Kurz darauf soll sie von Sicherheitskräften des Regimes kurzzeitig festgenommen worden sein. Nach Angaben von Machados Team wurde auf die Eskorte geschossen, Machado vom Motorrad gestossen, von Sicherheitskräften festgenommen und kurzzeitig entführt. Regimevertreter hingegen erklärten, die Opposition habe die Festnahme inszeniert.

Völlig unklar ist nun, welche Strategie die Opposition weiter verfolgen wird. González hatte sich Anfang September nach Spanien abgesetzt und dort politisches Asyl beantragt. Machado hält sich weiterhin in Caracas versteckt. Angeblich geniesst sie diplomatischen Schutz in einer Botschaft. Der gewählte amerikanische Präsident Donald Trump hat das Regime davor gewarnt, González und Machado etwas anzutun. Die Freiheitskämpfer in Venezuela dürften nicht verletzt werden und müssten sicher und am Leben bleiben, forderte er.

Aufgrund des durch die Regierung geschlossenen Luftraums sei González’ angekündigte Rückkehr nach Venezuela nicht möglich gewesen, teilte Machado am Freitag in einem auf der Plattform X verbreiteten Video mit.
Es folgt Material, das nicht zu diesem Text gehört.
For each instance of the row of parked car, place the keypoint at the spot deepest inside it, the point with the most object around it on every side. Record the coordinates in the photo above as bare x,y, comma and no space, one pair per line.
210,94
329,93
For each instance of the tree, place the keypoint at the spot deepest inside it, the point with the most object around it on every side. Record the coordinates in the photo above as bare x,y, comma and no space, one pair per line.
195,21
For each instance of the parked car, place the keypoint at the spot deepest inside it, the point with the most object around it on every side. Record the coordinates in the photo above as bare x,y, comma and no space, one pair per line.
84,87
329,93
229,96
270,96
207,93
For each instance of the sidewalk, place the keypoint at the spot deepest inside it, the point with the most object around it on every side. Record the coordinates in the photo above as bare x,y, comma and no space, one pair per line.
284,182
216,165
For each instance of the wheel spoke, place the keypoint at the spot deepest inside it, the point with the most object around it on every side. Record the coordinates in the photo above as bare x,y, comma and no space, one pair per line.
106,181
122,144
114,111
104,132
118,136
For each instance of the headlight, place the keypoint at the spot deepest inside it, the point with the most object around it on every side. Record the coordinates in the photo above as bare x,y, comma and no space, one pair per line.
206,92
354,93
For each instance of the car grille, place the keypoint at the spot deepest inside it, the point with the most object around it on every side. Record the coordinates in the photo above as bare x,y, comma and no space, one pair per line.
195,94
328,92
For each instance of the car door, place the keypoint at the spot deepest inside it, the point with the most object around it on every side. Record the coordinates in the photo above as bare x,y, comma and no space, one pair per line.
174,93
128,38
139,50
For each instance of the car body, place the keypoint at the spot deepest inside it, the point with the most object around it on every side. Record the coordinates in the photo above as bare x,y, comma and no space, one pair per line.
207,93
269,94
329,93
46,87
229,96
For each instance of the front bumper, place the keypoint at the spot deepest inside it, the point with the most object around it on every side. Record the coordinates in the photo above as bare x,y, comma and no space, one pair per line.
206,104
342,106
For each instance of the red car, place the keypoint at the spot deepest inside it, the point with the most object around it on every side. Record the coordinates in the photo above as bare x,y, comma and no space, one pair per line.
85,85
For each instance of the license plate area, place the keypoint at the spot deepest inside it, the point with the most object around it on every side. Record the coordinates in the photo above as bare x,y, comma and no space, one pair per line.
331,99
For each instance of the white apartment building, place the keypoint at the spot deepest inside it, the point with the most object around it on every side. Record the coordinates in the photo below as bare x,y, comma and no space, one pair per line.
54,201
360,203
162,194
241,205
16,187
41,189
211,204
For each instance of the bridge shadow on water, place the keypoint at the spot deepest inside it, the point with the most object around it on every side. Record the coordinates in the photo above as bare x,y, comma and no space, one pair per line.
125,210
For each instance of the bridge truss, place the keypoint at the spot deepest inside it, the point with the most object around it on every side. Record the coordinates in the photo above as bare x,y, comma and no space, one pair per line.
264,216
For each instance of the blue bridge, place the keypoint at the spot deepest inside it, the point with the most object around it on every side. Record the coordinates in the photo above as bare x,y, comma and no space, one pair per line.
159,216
Dies solle später geschehen, «wenn die Bedingungen stimmen». Der Maduro-Regierung warf sie einen Staatsstreich und Kuba und Nicaragua Komplizenschaft beim Bruch der Verfassung vor. «Sie treten unsere Verfassung mit Füssen.»

Auch González veröffentlichte am Freitag ein Video, in dem er das Militär aufforderte, die Maduro-Regierung nicht anzuerkennen. «Als Oberbefehlshaber befehle ich dem militärischen Oberkommando, illegale Befehle derjenigen zu missachten, die die Macht an sich gerissen haben, und meine Sicherheitsbedingungen für die Übernahme des Präsidentenamtes vorzubereiten», sagte González, der sich in dem Video selbst als Präsident bezeichnet.

Doch das Militär und die verschiedenen Sicherheitsorgane scheinen weiterhin auf der Seite Maduros zu stehen. Mit harter Repression konnte das Regime bisher die Reihen geschlossen halten. Führende Militärs sind zudem in krumme Geschäfte der Regierung verwickelt und stehen auf den Sanktionslisten der USA.